Shutdown, what shutdown?
The US economy expanded at an annualised rate of 3.6% in Q3, leapfrogging the UK to become the fastest growing advanced economy. Although household consumption contributed about one percentage point to growth, there was a strong upward revision to stock building (firms storing up goods) that boosted GDP from its original 2.8% estimate. So, while the figures are undoubtedly good, they're flattered by bagging expected future sales now. There are two clouds on the horizon. First, the fiscal and debt ceiling debates continue. Second, household consumption is weakening. It grew at its slowest rate since 2009.
US looking good for growth
In addition to the strong Q3 GDP revision, survey data suggests the US economy is enjoying a decent Q4. Although the US equivalent of the service sector PMI recorded its lowest reading since June, falling from 55.4 to 53.9, it still points to robust growth. And new orders remained strong at 56.4. Meanwhile, the manufacturing sector grew at its fastest rate since early 2011. Similar to the services sector, new orders look strong at home and abroad.
Jobs, jobs, jobs
The US created 203,000 jobs in November, almost identical to October. Despite the government shutdown and debt ceiling uncertainty, hiring decisions of US firms appeared unaffected. The number of new jobs, coupled with the return to work of federal employees who were temporarily laid-off in October due to the shutdown, resulted in the unemployment rate falling from 7.3% to 7%, the lowest since December 2008 just after the collapse of Lehman’s. However, earnings are growing at just 2%y/y - higher than inflation but still very weak.
A brighter future for the UK
The OBR now expects the economy to expand by 1.4% this year, up from 0.6% at the time of the March Budget. For 2014, expected growth has been revised up from 1.8% to 2.4%. Importantly, the OBR stated that the positive surprise to growth this year was most likely due to temporary, rather than more permanent factors. This means that the forecasts for the part of the budget deficit that is not due to the business cycle and does not go away as the economy expands – what is called the ‘structural’ deficit – were slightly weaker than at the time of the Budget. However, net debt relative to the size of the economy is now expected to peak in FY 2015 at 80%, rather than at 85.6% in FY 2016.

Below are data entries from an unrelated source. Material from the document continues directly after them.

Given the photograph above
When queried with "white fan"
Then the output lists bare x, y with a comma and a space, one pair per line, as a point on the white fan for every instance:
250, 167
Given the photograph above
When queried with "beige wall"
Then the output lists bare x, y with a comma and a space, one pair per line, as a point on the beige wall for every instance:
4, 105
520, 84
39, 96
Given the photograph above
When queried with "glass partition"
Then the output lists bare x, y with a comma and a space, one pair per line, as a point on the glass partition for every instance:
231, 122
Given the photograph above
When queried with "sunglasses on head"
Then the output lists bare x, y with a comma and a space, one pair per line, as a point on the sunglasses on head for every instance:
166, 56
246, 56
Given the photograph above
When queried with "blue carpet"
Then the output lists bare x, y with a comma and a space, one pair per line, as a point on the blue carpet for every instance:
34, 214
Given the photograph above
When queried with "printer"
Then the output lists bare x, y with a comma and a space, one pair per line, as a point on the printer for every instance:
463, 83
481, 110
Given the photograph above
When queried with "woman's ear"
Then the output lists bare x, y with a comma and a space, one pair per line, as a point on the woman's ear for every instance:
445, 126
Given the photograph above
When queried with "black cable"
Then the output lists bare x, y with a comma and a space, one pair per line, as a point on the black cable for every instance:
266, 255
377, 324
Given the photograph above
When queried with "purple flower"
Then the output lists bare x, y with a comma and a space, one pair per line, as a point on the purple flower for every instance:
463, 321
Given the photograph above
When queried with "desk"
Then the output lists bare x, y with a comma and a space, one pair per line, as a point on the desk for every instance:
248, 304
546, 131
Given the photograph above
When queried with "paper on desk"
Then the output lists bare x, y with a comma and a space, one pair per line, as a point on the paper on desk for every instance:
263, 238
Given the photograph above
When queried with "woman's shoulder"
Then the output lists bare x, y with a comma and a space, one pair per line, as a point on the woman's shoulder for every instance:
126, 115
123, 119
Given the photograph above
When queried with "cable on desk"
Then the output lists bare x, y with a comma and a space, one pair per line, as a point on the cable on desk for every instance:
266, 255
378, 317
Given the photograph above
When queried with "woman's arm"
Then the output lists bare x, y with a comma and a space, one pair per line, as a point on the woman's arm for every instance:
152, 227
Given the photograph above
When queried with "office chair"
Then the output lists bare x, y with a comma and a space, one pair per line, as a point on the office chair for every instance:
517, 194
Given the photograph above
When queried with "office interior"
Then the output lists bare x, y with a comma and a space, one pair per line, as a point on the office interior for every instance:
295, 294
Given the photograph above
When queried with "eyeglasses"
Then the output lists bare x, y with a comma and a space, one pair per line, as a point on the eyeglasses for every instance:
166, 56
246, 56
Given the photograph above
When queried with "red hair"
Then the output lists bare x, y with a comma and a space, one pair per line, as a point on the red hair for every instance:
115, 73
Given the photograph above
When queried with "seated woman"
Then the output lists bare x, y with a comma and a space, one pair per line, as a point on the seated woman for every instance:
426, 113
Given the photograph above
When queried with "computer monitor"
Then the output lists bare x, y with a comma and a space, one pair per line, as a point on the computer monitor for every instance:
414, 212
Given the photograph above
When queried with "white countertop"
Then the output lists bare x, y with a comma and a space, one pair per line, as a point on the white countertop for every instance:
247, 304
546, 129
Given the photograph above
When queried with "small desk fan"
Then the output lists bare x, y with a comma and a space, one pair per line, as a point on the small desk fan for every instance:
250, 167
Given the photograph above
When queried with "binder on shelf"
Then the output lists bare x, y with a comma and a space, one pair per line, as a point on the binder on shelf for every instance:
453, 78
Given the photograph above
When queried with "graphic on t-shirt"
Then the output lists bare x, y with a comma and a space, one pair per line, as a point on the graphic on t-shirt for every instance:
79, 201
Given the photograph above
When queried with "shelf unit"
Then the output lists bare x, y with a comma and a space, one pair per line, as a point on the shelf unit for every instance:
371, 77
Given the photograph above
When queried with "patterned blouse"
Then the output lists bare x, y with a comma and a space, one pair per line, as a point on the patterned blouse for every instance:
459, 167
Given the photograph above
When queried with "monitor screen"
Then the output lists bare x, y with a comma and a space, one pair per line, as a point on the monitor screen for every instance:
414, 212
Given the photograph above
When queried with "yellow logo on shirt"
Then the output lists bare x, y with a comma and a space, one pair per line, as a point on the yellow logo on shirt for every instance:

Businesses firing on all cylinders
According to the latest PMI surveys of the manufacturing, construction and services sectors, the UK economy remains on track for a strong final quarter of the year. At 62.6, the construction PMI is at its highest level since August 2007, boosted by the resurgent housing market. The improving UK economy remains a key source of new manufacturing orders, helping the manufacturing PMI rise from 56.5 in October to 58.4. Although the services PMI declined from 62.5 to 60.0, that is still represents a healthy rate of expansion.
The European Central Bank (ECB) kept rates on hold at 0.25% at its December meeting, following a 25bps cut last month. The ECB expects inflation to remain low for a protracted period of time and cut its forecast for inflation to 1.1%y/y in 2014 and 1.3%y/y in 2015, a lot lower than its 2%y/y target. While the Bank doesn’t expect the euro area to enter a period of deflation, ECB President, Mario Draghi, stressed they are ready to act to preserve price stability and stimulate growth. The ECB expects the economy of the region to pick-up, expanding by 1.1% next year, and 1.5% in 2015.
A boost to global trade
After 12 long years and many hiccups, trade ministers from the 159 members of the World Trade Organization (WTO) finally reached a new international trade agreement. The centrepiece of the agreement will help reduce red tape and delays at ports by simplifying customs procedures. While this should help UK exporters, particularly those exporting to emerging and developing economies, the agreement falls well short of the ambitious agenda to cut tariff barriers when the negotiations were launched in Doha Qatar way back in 2001.